FIG. 1 is a block diagram showing an example of the configuration of an embodiment of the present invention.

FIG. 2 is an explanatory diagram showing a program ladder diagram of a conventional example.

FIG. 3 is an explanatory diagram showing a program of a conventional example.

[Explanation of symbols]

 1 Program counter 2 Program memory 3 Output instruction detection circuit 4 Output instruction selection circuit 5 Selection condition table 5'Table pointer 6 Stack search circuit 7 Stack storage circuit 8 Stack area 8'Stack pointer 9 Address upper limit check unit 10 Table pointer upper limit check unit 11 Address read / display conversion circuit 12 Display unit

Claims (2)

[Scope of utility model registration request] 1. A program memory for storing a sequence program, an output command detecting means for detecting an output command from the commands read from the program memory, and a group of output commands from the output commands. Condition setting means for sequentially setting the sorting conditions in a predetermined fixed order, and is updated each time the sorting conditions by the condition setting means are switched, and the use state of the output command sorted by the sorting conditions is stored.
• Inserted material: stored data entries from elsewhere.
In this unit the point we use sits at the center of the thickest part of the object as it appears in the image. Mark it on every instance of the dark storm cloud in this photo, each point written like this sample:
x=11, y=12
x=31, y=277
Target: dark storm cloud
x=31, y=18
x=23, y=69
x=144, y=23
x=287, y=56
An output instruction comprising stack means and detection means for detecting double use of the output instruction by comparing the output instruction selected by the selection condition with the output instruction stored in the stack means. Double-use check device. 2. The apparatus according to claim 1, wherein the selection condition is that the lowest output number of the output command matches the number set by the condition setting means. Usage check device.